Se lire au féminin

Les Brumes de Riverton – Kate Morton

Kate Morton - Les Brumes de Riverton Se Lire au Féminin

Suite à la découverte de Kate Morton en lisant La Scène des souvenirs, j’avais hâte de poursuivre la lecture de ses romans. J’aime les longues descriptions, d’autant plus quand elles me permettent de rester plus longtemps auprès de personnages, d’époques ou de lieux que j’affectionne au cours de la lecture.

Et l’écriture de Kate Morton regorge de descriptions détaillées !

Le résumé :

Été 1924, dans la propriété de Riverton. L’étoile montante de la poésie anglaise, lord Robert Hunter, se donne la mort au bord d’un lac, au cours d’une soirée. Dès lors, les soeurs Emmeline et Hannah Hartford, seuls témoins de ce drame, ne se sont plus adressé la parole. Selon la rumeur, l’une était sa fiancée et l’autre son amante…

1999. Une jeune réalisatrice décide de faire un film autour de ce scandale et s’adresse au dernier témoin vivant, Grace Bradley, à l’époque domestique au château. Grace s’est toujours efforcée d’oublier cette nuit-là. Mais les fantômes du passé ne demandent qu’à se réveiller…

Mon avis et ressenti :

Le prélude à l’histoire racontée par Grace dans ce roman est un projet de film, au titre éponyme à celui du roman; le film que souhaite tourner la réalisatrice Ursula Ryan sur l’histoire des relations entre le poète Robert Hunter et les soeurs Hartford, avant son suicide en 1924. 
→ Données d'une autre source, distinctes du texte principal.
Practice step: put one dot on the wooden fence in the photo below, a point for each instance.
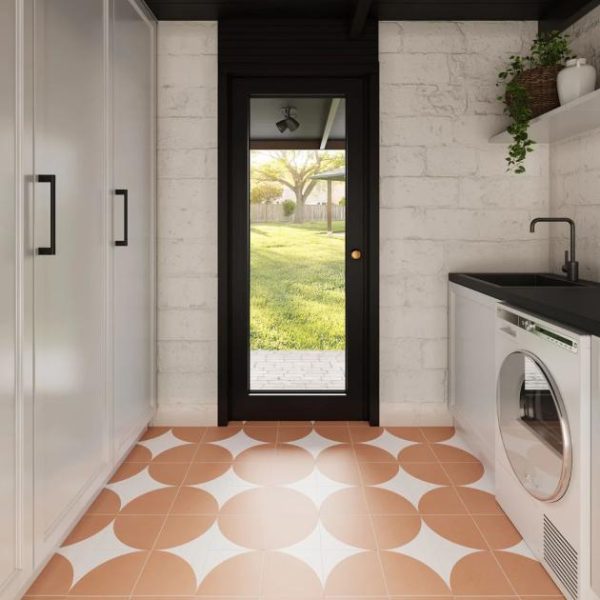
(273, 213)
La réalisatrice a contacté Grace, alors âgée de 98 ans et seul témoin vivant de cet épisode sombre de Riverton. Dans un premier temps, Grace refuse et préfère enregistrer cette histoire pour son petit-fils Marcus.

Mais, finalement, ses souvenirs lui soufflent d’être présente et de contribuer à faire revivre un peu Riverton le temps de ce tournage.

Remontons donc le temps…

C’est à Saffron Green, dans la campagne anglaise, que vit la famille Hartford, au château de Riverton et que l’auteure pose le décor.

Tout le récit est relaté par Grace, une vieille dame ayant travaillé plusieurs années comme bonne au château de Riverton, puis en tant que camériste auprès d’Hannah, l’une des filles Hartford.

Grace nous raconte son quotidien au sein de cette noble famille, dans le sillage de sa mère (elle aussi au service des Hartford par le passé), entourée des autres domestiques; les paroles entendues au gré des différents services,  les querelles sourdes entre chaque membre, les jalousies, les soirées grandioses, les lettres secrètes en sténo et l’ordre de silence intimé aux domestiques.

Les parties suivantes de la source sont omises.